Initially the charge on the 2uF capacitor is Qi = CV = 2uF x 200V = 400uC =0.4mC

Finally after isolation when it is connected to uncharged capacitor, the amount of charge remains constant.

Using conservation of charge, we get

Qi = Q1 + Q2 = C1V1 + C2V2 = (2uF x 40V) + (C2 x 40V)

400uC = 80uC + (C2 x 40V)

320uC/40V = C2

8uF = C2

The capacitors capacitance is 8uF

Answer 2

Answer:

The capacitance of the second capacitor is equal to 8μF.

therefore, the option (C) is correct.

Explanation:

Given, the capacitance of 1st capacitor C₁ = 2μF

The potential difference applied across only on 1st capacitor V = 200V

Consider that the capacitance of 2nd capacitor is C₂.

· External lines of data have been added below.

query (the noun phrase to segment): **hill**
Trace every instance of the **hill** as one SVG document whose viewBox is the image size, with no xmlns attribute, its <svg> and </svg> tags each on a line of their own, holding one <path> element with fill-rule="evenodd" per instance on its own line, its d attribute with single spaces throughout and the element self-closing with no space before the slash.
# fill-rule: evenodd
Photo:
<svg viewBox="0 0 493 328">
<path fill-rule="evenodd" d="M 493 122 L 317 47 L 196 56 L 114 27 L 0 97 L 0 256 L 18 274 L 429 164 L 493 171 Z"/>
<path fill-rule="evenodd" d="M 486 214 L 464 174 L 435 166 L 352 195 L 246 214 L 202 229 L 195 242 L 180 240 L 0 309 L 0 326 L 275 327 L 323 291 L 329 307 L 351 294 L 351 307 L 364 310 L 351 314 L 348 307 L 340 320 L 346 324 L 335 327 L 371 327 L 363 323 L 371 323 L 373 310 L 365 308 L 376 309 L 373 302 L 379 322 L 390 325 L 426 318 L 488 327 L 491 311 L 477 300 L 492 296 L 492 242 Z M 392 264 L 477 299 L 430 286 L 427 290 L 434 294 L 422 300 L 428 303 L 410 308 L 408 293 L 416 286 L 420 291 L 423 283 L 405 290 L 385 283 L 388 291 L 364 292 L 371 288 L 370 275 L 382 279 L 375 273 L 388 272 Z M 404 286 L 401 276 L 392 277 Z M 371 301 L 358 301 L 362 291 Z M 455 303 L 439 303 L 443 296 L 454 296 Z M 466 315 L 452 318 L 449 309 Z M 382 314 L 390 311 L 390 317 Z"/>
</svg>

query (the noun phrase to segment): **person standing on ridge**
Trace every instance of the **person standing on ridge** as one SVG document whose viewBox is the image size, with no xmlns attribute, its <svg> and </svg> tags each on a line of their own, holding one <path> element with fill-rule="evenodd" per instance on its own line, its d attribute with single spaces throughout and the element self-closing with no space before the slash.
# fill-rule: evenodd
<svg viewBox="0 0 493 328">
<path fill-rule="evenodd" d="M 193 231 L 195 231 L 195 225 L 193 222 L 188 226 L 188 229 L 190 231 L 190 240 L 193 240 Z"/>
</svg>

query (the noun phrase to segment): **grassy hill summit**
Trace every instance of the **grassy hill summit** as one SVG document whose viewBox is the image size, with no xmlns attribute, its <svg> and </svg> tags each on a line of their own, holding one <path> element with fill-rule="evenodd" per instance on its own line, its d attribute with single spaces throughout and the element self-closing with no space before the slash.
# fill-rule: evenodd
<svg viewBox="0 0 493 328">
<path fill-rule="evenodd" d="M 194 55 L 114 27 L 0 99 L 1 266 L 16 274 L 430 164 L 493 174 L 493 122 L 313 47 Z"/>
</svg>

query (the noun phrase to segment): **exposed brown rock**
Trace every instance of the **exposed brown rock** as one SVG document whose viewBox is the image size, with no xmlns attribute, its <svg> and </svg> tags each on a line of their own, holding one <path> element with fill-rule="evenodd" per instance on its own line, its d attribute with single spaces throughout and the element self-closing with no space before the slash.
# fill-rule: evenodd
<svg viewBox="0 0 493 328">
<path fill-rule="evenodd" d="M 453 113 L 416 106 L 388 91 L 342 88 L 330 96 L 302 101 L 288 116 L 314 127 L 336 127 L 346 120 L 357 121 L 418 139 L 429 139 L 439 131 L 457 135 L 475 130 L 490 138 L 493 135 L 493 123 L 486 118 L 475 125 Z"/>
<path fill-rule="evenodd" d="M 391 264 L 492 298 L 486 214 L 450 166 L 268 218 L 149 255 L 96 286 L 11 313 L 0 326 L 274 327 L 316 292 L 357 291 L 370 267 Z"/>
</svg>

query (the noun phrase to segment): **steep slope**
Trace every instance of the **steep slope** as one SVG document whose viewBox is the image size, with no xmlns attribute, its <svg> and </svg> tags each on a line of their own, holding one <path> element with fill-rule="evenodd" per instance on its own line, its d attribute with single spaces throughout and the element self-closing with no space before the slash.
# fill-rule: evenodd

The charge of 1st capacitor Q$_{i}$ = C₁V

Q$_{i}$ = 2μF× 200V

Q$_{i}$ = 400μC

When the 1st capacitor connected to 2nd capacitor, their common potential difference, V₁ = V₂= 40V

Because the 2nd capacitor is uncharged, the charge will be remain constant.

$Q_{i}=Q_{1}+Q_{2}$

C₁V = C₁V₁ + C₂V₂

400μC = (2μF)×(40V) + C₂×(40V)

400μC = 80μC + C₂×(40V)

C₂×(40V) = 320μC

$C_{2}=\frac{320\mu F}{40V}$

C₂ = 8μF

Therefore, the capacitance of the second capacitor will be 8μF.